Related Work & Insights¶
- FailDetect: The most direct baseline, also a flow-based unsupervised method but relying on naive feature concatenation; the decoupled conditioning design in RC-NF is the core differentiator.
- Sentinel / VLM monitoring: VLMs excel at semantic understanding but struggle with spatial reasoning and incur high latency, underscoring the importance of low-level geometric and trajectory features for manipulation anomaly detection.
- Pedestrian anomaly detection methods: RC-NF's normalizing flow approach is inspired by pedestrian anomaly detection and adapted to robotic manipulation.

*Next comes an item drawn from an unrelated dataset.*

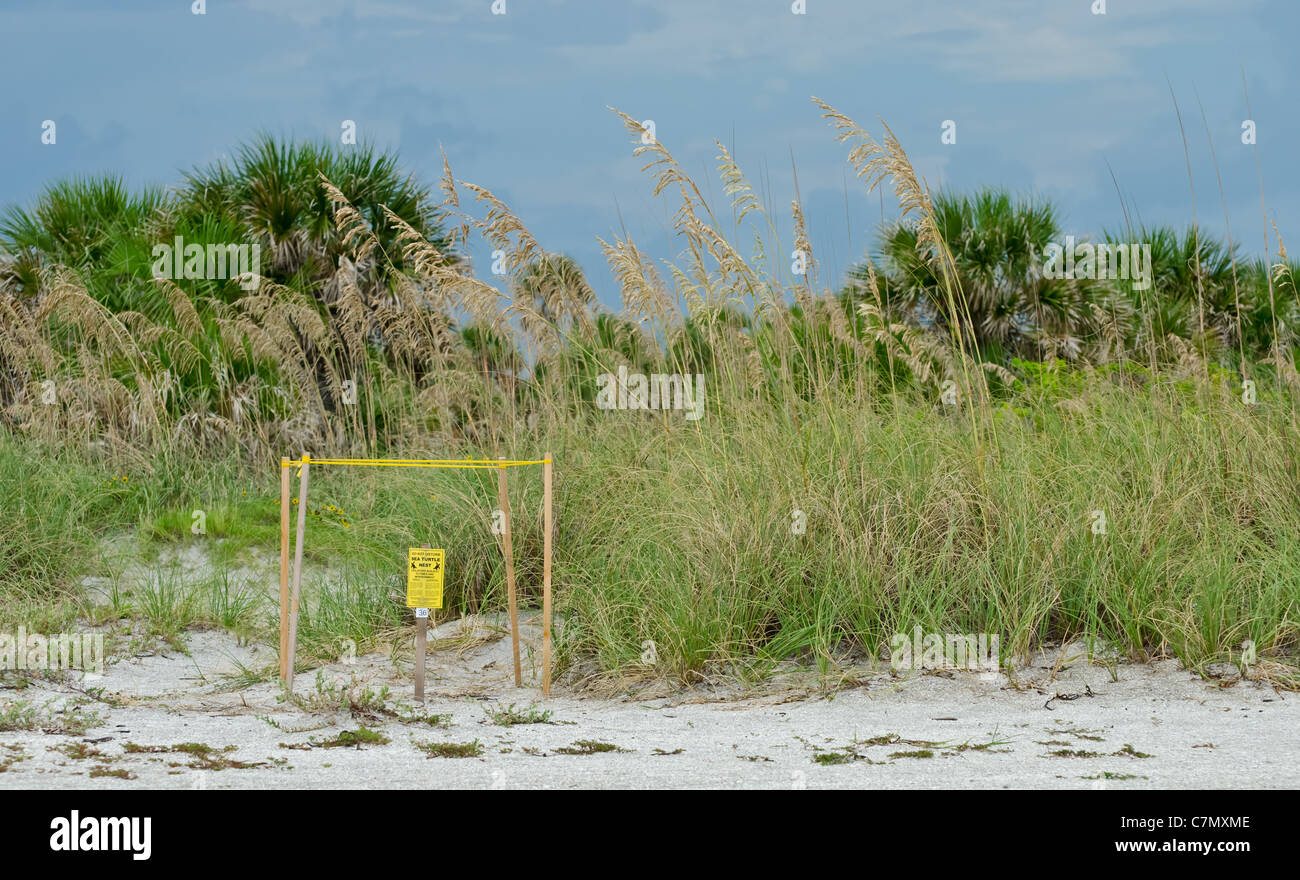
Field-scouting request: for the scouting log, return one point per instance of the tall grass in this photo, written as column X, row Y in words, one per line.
column 967, row 514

- VLA models (e.g., π₀): RC-NF is positioned as an auxiliary monitoring module for VLAs — augmenting rather than replacing them.
- Insight: Decoupled design + probabilistic density estimation may generalize to other robotic tasks requiring real-time monitoring (e.g., navigation, multi-arm collaboration).
Rating¶
- Novelty: ⭐⭐⭐⭐ — Applying conditional normalizing flows to robot anomaly detection is a novel combination; the RCPQNet decoupled design has both engineering and academic value.
- Experimental Thoroughness: ⭐⭐⭐⭐ — Quantitative evaluation (simulation benchmark, multi-baseline comparison, ablation) and qualitative validation (real-world π₀ integration) are both thorough; ablation analysis is in-depth.
- Writing Quality: ⭐⭐⭐⭐ — Problem formulation is clear, method description is complete, and figures are intuitive.
- Value: ⭐⭐⭐⭐⭐ — Addresses a core pain point in VLA deployment; the plug-and-play design is highly practical; <100ms latency meets real-time requirements.